Se miraba al escenario y una troupe vestida de rojo, como chamanes de una religión circense, se movía intercambiando posición, instrumentos y papel. Imposible contarlos. Se intentaba... 14, 15, 16 y... aparecía una cobla por un lateral; 19, 20... y se marchaban dos, mientras aparecían otros tantos por el lateral opuesto. ¿Cuántos eran? Vuelta a empezar. Entonces se iniciaba una canción, Pau torcía el gesto, sus músicos departían con él sin interrumpirla, él se marchaba y nadie sabía si lo había hecho por enfado o porque formaba parte de un guión.

Apenas repuestos, Pau explicaba en Que yo meo, que su micción se verifica en el lavabo, por supuesto... porque "está el espejo y abriendo las piernas uno puede descansar los huevos en la fría losa de la pileta", cantaba. Eso en el escenario.
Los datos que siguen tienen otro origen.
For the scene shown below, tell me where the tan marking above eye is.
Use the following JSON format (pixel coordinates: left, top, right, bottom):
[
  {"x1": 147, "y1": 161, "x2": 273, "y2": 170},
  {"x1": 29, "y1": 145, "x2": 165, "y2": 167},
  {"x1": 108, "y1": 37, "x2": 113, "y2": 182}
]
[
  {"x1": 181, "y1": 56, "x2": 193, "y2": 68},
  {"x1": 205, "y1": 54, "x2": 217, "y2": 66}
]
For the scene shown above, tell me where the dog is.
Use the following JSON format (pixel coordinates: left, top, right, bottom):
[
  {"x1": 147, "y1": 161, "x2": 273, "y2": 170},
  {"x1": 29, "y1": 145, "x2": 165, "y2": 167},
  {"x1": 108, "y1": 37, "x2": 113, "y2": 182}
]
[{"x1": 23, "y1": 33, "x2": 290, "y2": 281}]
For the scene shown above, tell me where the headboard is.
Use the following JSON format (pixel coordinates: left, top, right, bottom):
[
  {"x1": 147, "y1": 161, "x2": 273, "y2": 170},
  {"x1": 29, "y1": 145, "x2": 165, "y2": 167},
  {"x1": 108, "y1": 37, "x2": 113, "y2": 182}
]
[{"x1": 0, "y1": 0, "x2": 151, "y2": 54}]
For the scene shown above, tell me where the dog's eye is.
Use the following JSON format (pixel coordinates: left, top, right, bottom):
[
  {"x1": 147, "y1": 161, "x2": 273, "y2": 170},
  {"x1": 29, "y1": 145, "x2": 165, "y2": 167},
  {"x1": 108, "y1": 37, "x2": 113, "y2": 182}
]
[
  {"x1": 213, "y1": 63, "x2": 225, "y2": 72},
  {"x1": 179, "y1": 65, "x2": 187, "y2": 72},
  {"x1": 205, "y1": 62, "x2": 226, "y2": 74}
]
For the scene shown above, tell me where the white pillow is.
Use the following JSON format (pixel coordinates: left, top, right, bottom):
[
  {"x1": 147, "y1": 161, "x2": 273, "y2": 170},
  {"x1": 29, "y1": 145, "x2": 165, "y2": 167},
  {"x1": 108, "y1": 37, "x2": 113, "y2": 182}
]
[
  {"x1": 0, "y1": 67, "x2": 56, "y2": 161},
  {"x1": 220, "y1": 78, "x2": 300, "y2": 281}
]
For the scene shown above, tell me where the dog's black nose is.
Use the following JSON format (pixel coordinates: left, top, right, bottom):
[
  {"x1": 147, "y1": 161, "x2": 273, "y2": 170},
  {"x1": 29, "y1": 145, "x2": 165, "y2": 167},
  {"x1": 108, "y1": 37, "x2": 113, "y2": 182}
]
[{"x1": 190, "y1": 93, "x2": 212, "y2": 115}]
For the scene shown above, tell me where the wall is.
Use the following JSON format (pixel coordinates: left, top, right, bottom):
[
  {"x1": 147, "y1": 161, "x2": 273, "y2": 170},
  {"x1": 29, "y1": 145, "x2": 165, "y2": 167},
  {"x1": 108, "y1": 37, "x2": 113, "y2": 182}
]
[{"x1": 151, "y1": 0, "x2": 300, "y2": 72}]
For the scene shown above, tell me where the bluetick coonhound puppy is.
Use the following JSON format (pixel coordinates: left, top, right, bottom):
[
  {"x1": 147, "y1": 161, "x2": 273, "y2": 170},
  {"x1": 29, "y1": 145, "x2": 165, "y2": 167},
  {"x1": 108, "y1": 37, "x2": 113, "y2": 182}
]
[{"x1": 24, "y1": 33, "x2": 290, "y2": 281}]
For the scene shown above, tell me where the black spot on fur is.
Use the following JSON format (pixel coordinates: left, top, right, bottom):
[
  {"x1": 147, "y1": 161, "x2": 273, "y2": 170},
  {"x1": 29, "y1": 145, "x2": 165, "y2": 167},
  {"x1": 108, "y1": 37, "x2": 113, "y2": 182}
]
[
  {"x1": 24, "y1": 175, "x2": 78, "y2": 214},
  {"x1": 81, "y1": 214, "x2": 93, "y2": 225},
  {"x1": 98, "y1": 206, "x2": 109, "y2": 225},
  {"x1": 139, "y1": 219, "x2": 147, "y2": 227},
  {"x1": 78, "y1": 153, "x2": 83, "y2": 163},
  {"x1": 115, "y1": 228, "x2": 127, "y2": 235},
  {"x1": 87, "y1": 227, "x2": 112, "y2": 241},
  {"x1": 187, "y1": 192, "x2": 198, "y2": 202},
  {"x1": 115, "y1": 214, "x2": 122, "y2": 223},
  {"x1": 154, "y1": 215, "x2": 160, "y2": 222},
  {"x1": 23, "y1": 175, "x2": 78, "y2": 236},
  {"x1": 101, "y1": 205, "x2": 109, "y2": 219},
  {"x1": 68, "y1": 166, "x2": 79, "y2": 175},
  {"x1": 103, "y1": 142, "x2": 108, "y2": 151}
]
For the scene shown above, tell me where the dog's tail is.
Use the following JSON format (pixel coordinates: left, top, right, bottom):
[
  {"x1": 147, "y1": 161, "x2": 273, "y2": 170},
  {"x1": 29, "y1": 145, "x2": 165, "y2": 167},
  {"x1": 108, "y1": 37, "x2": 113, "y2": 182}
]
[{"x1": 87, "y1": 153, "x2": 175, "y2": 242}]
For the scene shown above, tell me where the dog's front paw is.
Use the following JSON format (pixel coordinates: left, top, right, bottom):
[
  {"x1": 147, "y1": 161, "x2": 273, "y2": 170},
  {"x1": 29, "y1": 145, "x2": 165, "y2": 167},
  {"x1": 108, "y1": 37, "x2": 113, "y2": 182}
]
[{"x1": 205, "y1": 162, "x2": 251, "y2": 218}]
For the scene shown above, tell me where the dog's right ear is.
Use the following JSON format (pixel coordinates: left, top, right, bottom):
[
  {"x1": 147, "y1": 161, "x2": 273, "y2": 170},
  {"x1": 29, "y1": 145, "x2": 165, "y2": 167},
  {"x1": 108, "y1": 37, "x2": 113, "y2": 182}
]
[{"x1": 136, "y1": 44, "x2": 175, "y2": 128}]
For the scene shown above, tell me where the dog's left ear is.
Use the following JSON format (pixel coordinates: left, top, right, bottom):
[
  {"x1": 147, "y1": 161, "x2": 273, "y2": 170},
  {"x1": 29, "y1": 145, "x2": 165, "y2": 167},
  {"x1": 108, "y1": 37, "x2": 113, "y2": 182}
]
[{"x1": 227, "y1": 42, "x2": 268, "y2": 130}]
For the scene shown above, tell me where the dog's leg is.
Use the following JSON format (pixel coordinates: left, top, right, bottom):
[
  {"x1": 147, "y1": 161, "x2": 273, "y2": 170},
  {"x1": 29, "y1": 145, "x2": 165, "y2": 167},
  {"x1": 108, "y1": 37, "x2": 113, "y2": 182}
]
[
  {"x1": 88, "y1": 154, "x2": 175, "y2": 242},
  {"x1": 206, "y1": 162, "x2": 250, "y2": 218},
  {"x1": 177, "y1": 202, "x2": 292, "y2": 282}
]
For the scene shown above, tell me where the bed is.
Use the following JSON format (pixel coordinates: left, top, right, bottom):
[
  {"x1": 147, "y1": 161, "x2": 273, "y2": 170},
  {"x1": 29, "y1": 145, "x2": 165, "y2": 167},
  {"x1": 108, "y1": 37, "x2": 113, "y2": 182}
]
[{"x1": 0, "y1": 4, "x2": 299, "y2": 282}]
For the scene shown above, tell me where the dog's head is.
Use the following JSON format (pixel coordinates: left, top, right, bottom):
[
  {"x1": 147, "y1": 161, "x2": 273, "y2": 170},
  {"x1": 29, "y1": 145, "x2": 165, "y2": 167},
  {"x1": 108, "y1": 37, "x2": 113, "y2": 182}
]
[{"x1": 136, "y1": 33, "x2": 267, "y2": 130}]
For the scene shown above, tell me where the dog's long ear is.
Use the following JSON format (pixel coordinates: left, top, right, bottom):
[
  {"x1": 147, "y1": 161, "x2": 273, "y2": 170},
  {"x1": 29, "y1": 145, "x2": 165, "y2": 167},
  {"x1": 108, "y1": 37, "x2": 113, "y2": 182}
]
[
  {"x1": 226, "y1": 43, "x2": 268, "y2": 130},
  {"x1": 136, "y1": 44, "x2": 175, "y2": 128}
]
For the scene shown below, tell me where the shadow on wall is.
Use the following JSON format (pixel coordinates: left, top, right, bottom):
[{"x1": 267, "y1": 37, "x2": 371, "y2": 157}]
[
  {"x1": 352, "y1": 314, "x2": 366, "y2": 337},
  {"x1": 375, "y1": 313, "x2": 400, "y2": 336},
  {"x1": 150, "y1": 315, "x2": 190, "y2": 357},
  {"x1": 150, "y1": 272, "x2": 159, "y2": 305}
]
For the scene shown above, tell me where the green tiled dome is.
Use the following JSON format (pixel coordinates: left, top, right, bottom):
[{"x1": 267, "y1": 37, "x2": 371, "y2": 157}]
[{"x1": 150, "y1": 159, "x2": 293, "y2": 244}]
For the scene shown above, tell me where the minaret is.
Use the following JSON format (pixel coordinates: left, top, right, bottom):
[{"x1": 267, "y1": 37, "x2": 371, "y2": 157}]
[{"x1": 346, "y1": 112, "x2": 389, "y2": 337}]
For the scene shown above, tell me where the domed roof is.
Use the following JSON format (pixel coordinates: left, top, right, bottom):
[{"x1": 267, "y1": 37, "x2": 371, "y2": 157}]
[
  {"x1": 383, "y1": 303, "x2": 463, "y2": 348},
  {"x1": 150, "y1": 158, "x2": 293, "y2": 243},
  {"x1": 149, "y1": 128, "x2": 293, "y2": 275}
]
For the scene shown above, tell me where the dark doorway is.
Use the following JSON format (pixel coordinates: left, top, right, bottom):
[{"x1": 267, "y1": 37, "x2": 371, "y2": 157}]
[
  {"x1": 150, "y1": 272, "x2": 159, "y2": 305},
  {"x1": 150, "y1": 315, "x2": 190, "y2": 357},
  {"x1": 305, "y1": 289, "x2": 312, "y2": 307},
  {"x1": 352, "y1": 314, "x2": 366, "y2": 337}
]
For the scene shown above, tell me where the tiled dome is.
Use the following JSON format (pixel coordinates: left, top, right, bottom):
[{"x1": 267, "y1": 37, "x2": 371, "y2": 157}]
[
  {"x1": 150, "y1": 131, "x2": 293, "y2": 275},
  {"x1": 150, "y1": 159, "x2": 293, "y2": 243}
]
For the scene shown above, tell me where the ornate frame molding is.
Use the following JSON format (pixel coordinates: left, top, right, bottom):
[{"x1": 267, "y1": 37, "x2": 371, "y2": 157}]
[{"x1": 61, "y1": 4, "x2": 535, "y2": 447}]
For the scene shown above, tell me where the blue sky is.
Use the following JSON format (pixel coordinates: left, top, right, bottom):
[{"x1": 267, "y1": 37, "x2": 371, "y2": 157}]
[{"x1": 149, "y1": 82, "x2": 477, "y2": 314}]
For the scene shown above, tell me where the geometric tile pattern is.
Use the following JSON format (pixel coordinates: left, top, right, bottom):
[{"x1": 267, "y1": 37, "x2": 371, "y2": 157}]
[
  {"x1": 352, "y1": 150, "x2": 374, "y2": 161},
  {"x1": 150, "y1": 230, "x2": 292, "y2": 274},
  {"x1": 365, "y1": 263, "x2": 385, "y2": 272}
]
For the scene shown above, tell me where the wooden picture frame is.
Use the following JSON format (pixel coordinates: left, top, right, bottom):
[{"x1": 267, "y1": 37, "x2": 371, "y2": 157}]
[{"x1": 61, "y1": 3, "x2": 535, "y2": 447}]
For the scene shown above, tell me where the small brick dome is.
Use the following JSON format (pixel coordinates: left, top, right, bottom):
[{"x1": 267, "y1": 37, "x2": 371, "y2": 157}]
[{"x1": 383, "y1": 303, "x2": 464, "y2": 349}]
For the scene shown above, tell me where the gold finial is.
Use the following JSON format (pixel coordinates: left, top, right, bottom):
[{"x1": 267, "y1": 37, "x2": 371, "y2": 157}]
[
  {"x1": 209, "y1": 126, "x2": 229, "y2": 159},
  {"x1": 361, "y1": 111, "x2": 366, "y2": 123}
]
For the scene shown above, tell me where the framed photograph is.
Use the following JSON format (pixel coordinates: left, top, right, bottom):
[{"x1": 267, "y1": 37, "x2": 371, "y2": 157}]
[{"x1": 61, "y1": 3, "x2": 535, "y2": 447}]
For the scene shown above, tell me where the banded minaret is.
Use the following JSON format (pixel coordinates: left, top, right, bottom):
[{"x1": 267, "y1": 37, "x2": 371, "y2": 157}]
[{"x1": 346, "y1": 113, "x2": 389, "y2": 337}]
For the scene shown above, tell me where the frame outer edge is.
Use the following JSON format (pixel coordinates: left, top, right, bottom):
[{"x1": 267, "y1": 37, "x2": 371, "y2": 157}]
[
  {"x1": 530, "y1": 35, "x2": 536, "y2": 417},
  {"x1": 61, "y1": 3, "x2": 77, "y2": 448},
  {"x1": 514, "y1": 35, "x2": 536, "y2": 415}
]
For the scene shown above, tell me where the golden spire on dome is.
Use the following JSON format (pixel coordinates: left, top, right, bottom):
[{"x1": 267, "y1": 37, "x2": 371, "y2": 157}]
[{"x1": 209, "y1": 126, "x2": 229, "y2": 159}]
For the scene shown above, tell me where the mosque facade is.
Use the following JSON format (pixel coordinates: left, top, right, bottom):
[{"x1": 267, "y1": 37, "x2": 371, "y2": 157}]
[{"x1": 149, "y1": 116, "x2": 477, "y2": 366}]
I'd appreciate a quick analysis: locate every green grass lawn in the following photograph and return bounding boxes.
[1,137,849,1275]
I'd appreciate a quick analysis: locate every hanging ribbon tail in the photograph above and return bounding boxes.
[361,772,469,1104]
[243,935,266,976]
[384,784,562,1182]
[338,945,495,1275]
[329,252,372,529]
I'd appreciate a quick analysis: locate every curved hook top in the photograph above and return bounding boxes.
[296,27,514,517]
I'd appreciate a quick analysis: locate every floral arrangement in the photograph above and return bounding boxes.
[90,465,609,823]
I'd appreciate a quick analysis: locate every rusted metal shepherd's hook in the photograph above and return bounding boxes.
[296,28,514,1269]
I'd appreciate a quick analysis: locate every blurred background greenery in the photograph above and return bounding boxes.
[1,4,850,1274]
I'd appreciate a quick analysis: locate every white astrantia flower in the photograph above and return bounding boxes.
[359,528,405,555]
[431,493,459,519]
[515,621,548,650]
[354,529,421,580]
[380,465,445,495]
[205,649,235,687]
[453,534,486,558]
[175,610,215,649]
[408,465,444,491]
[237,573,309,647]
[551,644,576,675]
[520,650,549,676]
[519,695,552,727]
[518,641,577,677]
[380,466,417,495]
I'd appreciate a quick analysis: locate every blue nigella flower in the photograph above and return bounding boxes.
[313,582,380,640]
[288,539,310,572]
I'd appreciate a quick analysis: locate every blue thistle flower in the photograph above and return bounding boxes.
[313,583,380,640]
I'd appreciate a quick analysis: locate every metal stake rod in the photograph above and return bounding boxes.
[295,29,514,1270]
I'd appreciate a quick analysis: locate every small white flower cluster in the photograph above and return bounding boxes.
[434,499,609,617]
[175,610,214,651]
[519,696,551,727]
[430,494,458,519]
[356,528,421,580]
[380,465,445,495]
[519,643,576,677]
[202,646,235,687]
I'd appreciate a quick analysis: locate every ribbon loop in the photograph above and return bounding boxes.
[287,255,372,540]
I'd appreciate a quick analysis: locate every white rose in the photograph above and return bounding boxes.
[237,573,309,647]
Mirando a la cara del público, se le veía en parte contemporáneo del artista, aunque más formal, adoptando el papel y conducta que los años sedimentan en casi todos menos en Pau. Por ello, Pau mostraba esa eterna juventud dislocada de polipoesía, provocación y clarividencia no siempre atinadamente convertida en canción. Los ojos del público, que no escondían un punto de envidia, brillaban mientras la boca dibujaba su arco de sonrisa bajo la nariz. También en ocasiones muestras de incomprensión, que de todo hubo. Pero la imperfección artesanal del mundo de Pau conduce a la complicidad, a ese terreno en el que nada se puede recriminar a quien ha decidido, al menos en parte, ausentarse de manera harto ácrata de un mundo que se sorprende por cualquier cosa. Ese mundo pacato, estrecho y vulgar del que un día Pau marchó para nunca más volver.